Commençons ce parcours par Barcelone, ville qui a connu une grande transformation depuis les époques de Rafael Tasis, Manuel de Pedrolo et Jaume Fuster, pour citer quelques écrivains en langue catalane, ou de Manuel Vázquez Montalbán et de Francisco González Ledesma, en castillan. La cité olympique a cédé la place à un parc thématique pour touristes que traversent de grands classiques comme Andreu Martín, pour dénoncer l’implantation des triades chinoises, dans Société noire (Sociedad negra, 2012), ou Alicia Giménez Bartlett, en compagnie de Petra Delicado. Carlos Zanón parcourt les quartiers périphériques et donne une nouvelle vie au détective de Manuel Vázquez Montalbán dans Pepe Carvalho, tout fout le camp (Carvalho : problemas de identidad, 2019) ; Víctor del Árbol nous emmène de l’Union Soviétique à l’Ouganda en passant par Tanger et Malmö, et nous montre combien pèse le passé dans Le poids des morts (El peso de los muertos, 2006) ; Rosa Ribas, en duo avec Sabine Hofmann, nous immerge dans la Barcelone des années 50 avec la trilogie consacrée à la journaliste Ana Martí ; Aro Sáinz de la Maza sillonne Barcelone avec l’inspecteur Milo Malart sur la piste de criminels machiavéliques et Toni Hill fait de même avec l’inspecteur des Mossos d’Esquadra (police autonomique) Héctor Salgado. Pendant ce temps, occupent le devant de la scène en catalan le polyvalent Llort avec Herències col·laterals (2014), le regretté Agustí Vehí avec ses romans à arrière-plan historique et Teresa Solana avec ses détectives jumeaux, Enfin, nous découvrons grâce à Jordi Ledesma le côté sombre de la côte de Tarragona, ensoleillée et touristique, dans Ce que la mort nous laisse (Lo que nos queda de la muerte, 2016).
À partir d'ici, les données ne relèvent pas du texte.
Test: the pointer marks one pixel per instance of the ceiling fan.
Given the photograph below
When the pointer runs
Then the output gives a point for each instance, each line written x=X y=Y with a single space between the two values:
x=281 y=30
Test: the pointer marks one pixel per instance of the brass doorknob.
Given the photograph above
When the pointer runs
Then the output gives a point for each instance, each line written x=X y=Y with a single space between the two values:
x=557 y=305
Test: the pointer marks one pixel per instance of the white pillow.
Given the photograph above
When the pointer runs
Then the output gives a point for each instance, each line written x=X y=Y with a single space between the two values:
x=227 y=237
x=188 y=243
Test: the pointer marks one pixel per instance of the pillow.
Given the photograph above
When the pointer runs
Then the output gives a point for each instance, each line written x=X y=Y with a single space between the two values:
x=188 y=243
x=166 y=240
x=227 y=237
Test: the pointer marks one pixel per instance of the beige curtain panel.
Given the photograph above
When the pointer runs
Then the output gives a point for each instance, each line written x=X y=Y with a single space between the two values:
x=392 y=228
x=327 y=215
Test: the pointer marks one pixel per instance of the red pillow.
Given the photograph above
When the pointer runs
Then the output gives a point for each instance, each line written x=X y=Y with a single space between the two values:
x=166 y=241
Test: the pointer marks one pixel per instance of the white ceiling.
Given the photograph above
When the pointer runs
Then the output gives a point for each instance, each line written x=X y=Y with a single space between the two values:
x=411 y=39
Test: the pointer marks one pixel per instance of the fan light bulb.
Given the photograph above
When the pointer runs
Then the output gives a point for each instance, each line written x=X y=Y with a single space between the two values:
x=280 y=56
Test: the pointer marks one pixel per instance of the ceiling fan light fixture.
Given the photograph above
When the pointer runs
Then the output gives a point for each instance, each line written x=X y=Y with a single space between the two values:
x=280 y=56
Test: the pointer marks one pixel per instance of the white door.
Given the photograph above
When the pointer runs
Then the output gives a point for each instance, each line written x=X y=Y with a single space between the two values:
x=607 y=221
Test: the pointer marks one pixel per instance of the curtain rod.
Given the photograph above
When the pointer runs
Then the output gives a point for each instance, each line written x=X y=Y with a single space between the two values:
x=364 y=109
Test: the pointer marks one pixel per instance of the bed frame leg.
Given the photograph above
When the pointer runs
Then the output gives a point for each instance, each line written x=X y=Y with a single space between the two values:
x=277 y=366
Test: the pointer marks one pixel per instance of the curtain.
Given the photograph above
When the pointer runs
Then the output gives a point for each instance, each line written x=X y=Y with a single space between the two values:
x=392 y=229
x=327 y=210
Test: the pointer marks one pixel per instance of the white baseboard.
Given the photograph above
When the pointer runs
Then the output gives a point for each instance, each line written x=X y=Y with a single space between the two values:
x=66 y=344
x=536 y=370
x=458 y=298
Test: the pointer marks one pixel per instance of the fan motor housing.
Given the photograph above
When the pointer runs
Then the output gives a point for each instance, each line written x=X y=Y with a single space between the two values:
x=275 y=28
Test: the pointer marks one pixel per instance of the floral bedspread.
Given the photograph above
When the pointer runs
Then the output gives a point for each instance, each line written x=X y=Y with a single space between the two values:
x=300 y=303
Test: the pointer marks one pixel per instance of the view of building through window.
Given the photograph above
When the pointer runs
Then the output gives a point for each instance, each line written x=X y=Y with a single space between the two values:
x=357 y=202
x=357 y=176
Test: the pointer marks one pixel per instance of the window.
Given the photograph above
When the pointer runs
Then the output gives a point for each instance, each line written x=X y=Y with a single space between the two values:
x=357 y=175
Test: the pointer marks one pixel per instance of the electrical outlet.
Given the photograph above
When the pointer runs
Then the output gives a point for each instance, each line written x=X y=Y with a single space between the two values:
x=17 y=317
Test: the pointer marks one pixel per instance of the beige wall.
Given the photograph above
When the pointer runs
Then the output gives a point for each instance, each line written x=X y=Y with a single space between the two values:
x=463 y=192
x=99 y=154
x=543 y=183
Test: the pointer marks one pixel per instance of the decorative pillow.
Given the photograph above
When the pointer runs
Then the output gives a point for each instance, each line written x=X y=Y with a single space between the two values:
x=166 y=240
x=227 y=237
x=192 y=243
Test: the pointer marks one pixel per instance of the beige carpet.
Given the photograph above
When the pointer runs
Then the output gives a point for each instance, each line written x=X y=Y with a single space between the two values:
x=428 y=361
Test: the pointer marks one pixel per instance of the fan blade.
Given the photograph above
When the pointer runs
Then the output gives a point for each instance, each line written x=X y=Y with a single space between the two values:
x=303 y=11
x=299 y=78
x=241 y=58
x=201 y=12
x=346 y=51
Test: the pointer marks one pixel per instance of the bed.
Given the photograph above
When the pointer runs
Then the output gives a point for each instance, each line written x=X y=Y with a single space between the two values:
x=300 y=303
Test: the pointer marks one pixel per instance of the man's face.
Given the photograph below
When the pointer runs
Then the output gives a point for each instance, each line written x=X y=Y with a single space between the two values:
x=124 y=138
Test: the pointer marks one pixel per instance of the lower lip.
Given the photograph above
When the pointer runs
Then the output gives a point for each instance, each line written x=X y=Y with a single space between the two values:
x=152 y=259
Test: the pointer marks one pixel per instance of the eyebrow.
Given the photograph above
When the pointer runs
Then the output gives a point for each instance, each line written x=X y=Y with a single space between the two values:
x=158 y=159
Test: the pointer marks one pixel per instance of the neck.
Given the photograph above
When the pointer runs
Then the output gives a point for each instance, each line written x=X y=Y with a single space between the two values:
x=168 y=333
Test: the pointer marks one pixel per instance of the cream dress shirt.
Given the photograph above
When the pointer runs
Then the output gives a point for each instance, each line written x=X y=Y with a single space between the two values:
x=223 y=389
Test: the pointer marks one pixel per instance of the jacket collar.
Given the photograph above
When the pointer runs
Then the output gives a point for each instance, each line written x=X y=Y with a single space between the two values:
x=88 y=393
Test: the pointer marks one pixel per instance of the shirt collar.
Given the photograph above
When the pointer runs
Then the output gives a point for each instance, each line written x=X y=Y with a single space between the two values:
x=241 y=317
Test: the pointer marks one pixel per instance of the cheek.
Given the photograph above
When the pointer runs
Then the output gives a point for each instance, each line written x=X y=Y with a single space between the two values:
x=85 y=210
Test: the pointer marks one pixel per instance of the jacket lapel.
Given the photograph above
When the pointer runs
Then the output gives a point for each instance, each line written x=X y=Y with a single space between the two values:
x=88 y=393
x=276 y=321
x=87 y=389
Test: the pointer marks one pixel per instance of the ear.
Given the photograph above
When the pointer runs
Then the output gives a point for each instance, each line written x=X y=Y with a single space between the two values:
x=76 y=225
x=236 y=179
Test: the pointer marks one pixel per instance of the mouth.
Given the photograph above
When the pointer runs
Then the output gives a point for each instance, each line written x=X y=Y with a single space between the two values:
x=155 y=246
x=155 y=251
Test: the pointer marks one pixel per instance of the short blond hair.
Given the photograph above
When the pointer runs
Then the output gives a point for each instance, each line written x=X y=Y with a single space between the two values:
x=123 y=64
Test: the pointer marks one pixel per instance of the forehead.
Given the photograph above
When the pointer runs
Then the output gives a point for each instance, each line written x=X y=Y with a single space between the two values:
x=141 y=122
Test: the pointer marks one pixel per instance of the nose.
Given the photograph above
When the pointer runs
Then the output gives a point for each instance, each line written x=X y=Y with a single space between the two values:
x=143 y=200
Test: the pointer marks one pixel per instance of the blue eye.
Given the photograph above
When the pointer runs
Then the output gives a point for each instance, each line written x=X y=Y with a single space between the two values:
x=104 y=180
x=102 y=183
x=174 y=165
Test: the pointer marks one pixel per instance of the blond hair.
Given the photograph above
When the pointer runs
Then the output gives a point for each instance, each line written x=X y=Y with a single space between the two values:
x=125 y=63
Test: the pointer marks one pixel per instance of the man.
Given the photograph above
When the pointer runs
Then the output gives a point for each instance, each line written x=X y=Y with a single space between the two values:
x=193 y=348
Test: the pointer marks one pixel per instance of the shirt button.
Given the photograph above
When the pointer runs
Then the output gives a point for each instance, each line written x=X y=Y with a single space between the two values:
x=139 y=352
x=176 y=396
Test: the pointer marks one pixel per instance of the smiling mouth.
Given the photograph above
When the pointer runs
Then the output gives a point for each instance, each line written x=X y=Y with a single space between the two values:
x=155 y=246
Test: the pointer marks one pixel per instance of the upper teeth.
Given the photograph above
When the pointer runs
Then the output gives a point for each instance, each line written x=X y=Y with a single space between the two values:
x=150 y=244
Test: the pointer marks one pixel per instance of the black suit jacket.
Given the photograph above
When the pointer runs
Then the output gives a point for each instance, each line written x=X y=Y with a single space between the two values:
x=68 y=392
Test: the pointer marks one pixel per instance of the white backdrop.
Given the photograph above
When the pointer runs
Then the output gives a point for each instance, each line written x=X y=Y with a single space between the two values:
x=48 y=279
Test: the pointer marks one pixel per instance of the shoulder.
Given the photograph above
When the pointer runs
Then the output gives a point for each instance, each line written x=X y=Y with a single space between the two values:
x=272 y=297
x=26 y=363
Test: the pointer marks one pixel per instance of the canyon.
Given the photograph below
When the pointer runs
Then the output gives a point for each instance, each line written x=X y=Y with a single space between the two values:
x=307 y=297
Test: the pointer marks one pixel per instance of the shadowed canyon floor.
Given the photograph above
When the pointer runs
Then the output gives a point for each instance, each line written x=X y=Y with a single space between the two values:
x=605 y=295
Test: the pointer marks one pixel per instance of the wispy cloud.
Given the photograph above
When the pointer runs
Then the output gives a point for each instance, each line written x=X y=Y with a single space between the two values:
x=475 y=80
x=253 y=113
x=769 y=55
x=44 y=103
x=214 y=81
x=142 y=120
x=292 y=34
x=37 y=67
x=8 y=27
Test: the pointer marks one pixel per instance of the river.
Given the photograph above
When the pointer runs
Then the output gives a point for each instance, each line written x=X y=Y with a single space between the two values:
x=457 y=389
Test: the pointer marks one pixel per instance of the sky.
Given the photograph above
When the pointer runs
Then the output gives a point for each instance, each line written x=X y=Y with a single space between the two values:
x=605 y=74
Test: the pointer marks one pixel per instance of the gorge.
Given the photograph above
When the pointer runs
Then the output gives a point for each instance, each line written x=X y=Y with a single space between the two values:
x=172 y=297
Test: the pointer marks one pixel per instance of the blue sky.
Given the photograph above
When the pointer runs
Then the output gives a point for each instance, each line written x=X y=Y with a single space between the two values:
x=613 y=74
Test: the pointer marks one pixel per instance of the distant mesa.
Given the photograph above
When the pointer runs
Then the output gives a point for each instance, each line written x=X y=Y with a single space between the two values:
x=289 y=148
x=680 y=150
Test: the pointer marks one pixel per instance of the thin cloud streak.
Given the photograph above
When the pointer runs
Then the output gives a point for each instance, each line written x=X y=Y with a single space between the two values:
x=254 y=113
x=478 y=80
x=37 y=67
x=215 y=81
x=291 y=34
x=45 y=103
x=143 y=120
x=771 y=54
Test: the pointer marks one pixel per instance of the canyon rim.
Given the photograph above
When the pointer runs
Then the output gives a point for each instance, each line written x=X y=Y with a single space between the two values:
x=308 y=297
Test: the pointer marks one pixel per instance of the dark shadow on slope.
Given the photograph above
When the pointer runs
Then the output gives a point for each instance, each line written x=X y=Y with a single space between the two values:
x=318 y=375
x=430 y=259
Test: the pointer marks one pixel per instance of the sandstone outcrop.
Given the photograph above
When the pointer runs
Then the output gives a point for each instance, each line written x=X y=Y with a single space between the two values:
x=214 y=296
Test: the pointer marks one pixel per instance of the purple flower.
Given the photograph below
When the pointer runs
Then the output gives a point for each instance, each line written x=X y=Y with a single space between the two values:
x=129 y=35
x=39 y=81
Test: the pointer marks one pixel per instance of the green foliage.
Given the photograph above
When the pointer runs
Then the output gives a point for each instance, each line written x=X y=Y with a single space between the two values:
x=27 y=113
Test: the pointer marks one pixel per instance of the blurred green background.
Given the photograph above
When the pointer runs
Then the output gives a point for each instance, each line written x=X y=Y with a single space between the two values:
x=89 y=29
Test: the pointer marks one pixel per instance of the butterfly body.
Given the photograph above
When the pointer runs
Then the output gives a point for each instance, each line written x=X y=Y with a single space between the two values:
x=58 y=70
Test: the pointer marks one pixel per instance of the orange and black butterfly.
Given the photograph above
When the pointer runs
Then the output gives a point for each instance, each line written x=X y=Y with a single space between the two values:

En descendant le long de la côte du Levante, outre les classiques Ferrán Torrent et Mariano Sánchez Soler, le recensement des auteurs s’enrichit du valencien Jordi Llobregat, qui est passé de l’intrigue historique du Huitième livre de Vésale (El secreto de Vesalio, 2015) à une enquête policière franco-espagnole sur un assassinat dans la station pyrénéenne de ski de Vall de Beau (No hay luz bajo la nieve, 2019), tandis que Claudio Cerdán, un des auteurs de hard-boiled hispanique les plus représentatifs, nous conduit sur les traces d’un tueur en série dans Los señores del humo (2019) jusqu’à Madrid, capitale corrompue et sans pitié.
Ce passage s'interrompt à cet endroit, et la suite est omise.